Domestic team information
- 1890: Oxford University

Career statistics
| Competition | First-class |
| Matches | 6 |
| Runs scored | 204 |
| Batting average | 18.54 |
| 100s/50s | –/1 |
| Top score | 70 |
| Catches/stumpings | 1/– |
- Source: Cricinfo, 17 April 2020

= Henry Schwann =

English cricketer, stockborker

Henry Sigismund Schwann (19 November 1868 – 27 May 1931) was an English first-class cricketer and stockbroker.

The son of Frederick Sigismund Schwann, he was born in November 1868 at North Houghton, Hampshire. He was educated at Clifton College, where he played for the school cricket team and recorded a then record high score in an away match for the college of 209 not out against Sherborne School.
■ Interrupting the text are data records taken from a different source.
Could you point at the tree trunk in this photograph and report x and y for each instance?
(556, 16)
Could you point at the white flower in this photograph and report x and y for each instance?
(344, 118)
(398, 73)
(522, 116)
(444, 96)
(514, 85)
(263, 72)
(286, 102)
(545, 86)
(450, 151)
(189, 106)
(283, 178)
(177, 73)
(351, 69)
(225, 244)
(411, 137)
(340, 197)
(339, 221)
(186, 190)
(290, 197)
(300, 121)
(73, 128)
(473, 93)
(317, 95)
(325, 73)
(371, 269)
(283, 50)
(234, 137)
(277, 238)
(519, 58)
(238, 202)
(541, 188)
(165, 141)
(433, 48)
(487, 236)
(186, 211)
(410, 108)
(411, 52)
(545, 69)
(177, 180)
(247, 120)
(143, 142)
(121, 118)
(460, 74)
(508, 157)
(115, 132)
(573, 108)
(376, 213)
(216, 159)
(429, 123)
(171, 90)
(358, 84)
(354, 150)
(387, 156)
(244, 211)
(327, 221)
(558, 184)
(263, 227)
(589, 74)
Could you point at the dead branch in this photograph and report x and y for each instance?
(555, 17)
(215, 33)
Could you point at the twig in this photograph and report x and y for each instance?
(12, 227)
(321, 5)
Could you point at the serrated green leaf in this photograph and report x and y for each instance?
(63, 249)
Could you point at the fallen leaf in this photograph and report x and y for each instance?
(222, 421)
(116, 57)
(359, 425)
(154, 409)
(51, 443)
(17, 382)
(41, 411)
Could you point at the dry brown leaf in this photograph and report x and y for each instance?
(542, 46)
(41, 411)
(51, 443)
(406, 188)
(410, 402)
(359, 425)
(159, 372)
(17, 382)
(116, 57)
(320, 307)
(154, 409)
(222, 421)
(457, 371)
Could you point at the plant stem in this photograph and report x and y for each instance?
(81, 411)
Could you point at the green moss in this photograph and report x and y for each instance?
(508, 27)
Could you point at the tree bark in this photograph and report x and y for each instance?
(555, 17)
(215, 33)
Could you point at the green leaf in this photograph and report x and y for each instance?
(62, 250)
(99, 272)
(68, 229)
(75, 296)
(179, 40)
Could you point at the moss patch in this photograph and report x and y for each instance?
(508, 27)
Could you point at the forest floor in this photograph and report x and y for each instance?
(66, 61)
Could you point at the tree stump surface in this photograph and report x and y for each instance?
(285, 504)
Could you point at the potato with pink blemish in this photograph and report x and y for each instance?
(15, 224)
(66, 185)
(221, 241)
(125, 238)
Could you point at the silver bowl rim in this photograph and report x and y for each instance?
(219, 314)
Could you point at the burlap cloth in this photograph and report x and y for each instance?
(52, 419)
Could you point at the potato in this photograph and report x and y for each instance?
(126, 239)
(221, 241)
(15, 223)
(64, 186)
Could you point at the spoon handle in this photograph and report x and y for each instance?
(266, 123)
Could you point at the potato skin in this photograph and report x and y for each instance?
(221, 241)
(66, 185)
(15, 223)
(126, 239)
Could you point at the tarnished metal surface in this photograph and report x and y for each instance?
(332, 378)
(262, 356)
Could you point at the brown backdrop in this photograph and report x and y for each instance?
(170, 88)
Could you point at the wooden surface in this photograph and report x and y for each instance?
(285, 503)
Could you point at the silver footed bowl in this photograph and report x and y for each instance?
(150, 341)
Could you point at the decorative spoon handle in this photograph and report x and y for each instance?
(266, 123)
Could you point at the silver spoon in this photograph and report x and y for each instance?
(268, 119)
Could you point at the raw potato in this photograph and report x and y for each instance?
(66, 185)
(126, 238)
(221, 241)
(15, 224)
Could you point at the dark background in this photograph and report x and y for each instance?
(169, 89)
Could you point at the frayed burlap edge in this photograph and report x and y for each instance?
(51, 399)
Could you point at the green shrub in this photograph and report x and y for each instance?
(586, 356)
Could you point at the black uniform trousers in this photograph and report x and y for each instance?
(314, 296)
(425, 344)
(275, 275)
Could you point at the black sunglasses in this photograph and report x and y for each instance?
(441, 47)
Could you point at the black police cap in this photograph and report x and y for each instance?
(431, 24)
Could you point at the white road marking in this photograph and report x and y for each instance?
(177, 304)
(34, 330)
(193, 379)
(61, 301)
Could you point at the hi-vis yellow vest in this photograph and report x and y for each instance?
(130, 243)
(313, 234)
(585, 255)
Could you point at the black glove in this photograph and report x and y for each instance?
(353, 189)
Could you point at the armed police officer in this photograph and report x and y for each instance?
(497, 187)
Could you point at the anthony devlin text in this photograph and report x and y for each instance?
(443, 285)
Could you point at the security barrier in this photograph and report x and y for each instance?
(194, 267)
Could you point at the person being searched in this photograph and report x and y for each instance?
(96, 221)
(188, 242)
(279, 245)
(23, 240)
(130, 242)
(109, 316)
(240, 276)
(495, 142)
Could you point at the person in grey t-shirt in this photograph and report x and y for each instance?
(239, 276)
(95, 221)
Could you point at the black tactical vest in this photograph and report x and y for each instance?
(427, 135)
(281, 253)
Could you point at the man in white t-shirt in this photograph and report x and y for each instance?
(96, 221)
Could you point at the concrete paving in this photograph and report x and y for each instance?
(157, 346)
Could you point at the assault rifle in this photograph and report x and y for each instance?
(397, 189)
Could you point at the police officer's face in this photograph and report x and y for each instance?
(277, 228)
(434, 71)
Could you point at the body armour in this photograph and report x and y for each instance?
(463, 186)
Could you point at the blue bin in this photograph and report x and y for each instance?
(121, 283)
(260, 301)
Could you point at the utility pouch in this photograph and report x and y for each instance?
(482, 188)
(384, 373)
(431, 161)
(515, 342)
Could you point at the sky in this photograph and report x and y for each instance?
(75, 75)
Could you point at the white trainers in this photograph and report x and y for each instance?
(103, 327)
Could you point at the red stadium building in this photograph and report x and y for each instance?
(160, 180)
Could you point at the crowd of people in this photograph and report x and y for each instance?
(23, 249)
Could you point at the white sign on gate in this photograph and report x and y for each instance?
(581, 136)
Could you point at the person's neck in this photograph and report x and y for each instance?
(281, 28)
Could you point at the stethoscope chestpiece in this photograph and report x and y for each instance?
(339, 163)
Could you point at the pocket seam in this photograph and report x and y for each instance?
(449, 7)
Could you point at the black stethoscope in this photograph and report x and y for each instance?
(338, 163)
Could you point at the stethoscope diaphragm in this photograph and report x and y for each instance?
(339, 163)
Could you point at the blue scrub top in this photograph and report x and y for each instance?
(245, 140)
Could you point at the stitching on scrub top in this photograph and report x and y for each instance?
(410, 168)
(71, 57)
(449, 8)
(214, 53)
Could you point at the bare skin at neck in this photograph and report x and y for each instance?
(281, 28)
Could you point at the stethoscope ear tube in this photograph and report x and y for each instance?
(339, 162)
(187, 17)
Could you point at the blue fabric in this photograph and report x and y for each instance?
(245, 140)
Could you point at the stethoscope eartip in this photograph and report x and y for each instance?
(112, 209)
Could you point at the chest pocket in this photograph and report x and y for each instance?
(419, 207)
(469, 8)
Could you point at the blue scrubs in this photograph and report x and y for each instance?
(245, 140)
From Clifton he went up to Corpus Christi College, Oxford. While studying at Oxford, he played first-class cricket for Oxford University in 1890, making six appearances which included playing in The University Match against Cambridge at Lord's. He scored 204 runs in his six matches, at an average of 18.54 and a high score of 70.

After graduating from Oxford, he became a stockbroker at the London Stock Exchange. In March 1917, he changed his name to Henry Bagehot Swann, presumably Anglicised from German to English due to anti-German sentiment in England at the time. Schwann died in May 1931 at Meads, Sussex.